Although in recent years localized outbreaks of autochthonous (locally acquired) dengue and chikungunya have mainly occurred in northern and central Italy, the potential for new outbreaks extends to many other areas of the country. These areas are characterized by a significant presence of the mosquito vector, commonly known as the “tiger mosquito” (scientific name Aedes albopictus), along with favorable climatic conditions.According to the study coordinated by Fondazione Bruno Kessler and the National Institute for Health in partnership with the Ministry of Health and Regions/Autonomous Provinces, coastal areas and urban suburbs across the Italian peninsula are particularly suitable environments for the development of such outbreaks.
The risk, the authors conclude, is widespread, and it is advisable to increase clinical awareness of these infections, maintain high vigilance in surveillance, and strengthen awareness among those returning from places where these infections are present or endemic.
Cases of autochthonous dengue and chikungunya—diseases that were previously considered only imported—have been increasing in recent years across southern Europe. This trend is due to the resumption of international travel, the spread of vector mosquitoes, and the growing frequency of epidemics in tropical and subtropical regions.
The researchers analyzed transmission events in Italy between 2006 and 2023, using mathematical models to study past outbreaks and estimate transmission risk. Their analysis incorporated
population density, mosquito distribution, and climate data. During this period, 1,435 imported cases of dengue and 142 of chikungunya were confirmed. Most dengue cases originated from Thailand, Cuba, India, and the Maldives, while chikungunya cases came from India, the Dominican Republic, Brazil, and Thailand. In the same time frame, 388 autochthonous cases of dengue and 93 of chikungunya were diagnosed.
The most favorable period for local transmission following the importation of a case was from July to the end of September. However, in southern areas, favorable conditions can persist until November.

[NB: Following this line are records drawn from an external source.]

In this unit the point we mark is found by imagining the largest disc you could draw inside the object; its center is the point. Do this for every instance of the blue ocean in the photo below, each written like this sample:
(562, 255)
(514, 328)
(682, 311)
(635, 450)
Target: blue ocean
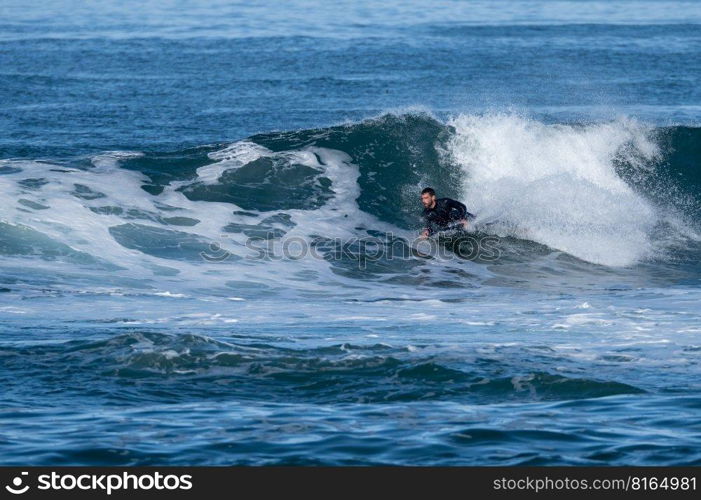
(209, 221)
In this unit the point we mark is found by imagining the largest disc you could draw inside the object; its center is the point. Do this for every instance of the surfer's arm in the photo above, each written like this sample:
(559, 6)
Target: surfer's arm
(459, 207)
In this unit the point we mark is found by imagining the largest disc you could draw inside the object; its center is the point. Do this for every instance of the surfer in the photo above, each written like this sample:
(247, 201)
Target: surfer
(442, 213)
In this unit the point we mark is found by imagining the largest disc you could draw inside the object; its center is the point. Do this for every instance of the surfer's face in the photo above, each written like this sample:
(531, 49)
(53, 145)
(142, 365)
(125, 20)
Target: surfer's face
(428, 199)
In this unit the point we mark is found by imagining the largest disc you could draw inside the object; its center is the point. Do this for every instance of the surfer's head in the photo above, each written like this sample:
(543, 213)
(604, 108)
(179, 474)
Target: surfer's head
(428, 197)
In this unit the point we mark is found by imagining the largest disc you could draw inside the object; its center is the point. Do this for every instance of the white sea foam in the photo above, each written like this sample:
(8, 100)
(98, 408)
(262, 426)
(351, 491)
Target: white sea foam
(557, 184)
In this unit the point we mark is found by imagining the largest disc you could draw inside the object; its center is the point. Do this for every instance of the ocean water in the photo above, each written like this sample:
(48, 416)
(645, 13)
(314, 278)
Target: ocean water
(208, 247)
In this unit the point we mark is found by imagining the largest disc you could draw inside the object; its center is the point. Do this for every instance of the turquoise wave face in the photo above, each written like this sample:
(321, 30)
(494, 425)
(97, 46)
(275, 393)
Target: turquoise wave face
(614, 198)
(208, 247)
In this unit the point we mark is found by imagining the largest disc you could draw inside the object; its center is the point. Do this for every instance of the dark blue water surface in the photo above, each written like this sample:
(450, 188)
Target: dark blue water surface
(207, 235)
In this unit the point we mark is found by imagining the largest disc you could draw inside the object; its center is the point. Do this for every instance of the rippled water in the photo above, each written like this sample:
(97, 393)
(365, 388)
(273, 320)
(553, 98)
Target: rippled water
(207, 240)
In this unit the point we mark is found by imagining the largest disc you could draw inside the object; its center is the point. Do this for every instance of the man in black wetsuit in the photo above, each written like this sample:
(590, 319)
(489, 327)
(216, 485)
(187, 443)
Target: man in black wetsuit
(442, 213)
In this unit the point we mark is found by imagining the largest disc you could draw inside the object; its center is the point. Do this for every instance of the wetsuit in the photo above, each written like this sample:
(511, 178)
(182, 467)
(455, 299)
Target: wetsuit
(446, 211)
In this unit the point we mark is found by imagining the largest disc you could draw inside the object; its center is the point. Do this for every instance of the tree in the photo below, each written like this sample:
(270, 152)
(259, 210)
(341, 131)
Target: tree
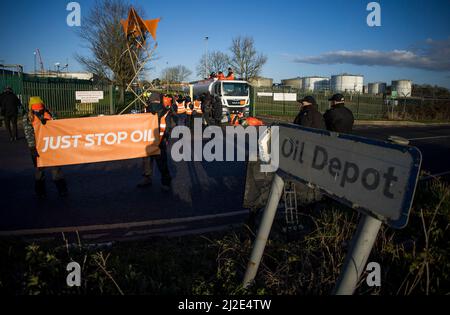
(217, 61)
(245, 61)
(156, 82)
(104, 37)
(176, 74)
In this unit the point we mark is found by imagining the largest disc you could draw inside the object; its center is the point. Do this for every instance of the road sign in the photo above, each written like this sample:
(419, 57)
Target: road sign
(375, 177)
(89, 96)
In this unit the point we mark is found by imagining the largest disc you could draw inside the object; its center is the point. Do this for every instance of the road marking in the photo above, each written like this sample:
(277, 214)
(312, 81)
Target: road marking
(202, 230)
(434, 175)
(115, 226)
(153, 231)
(428, 138)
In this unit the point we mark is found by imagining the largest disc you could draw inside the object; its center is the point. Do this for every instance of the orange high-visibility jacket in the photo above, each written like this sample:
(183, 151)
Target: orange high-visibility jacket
(181, 108)
(188, 108)
(167, 101)
(162, 127)
(198, 107)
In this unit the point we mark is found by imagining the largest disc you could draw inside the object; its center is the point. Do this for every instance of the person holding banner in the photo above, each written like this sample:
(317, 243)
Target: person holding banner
(156, 106)
(39, 114)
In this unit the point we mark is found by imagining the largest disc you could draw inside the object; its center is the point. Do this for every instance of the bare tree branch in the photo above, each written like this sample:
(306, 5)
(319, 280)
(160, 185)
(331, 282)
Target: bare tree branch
(217, 61)
(175, 74)
(245, 61)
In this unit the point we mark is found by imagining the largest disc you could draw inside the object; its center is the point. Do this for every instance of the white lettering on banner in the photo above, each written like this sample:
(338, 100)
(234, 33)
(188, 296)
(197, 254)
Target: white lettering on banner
(373, 176)
(98, 139)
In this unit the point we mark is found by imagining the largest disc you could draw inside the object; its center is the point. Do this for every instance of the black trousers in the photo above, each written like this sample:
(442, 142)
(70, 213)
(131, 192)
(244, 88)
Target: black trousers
(11, 125)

“All the areas where local and focal transmission of the two viruses occurred in Italy were among those identified as high-risk in our analysis,” the authors write. “However, many other areas with similar ecological conditions were also identified and could therefore be at risk if cases are imported from abroad. This highlights the need for prevention and surveillance measures to focus on areas with suitable environmental conditions, regardless of whether they have already experienced outbreaks or have yet to detect locally acquired cases.”
According to the study, once autochthonous outbreaks were identified, the transmissibility index was brought below the epidemic threshold within about two weeks—evidence of the effectiveness of the reactive control measures. However, delays in case detection remain a concern. “In non-endemic regions such as Italy, it is crucial to raise awareness about emerging vector-borne diseases, as delayed or missed diagnoses hinder the early detection of outbreaks and reduce the chances of timely control.”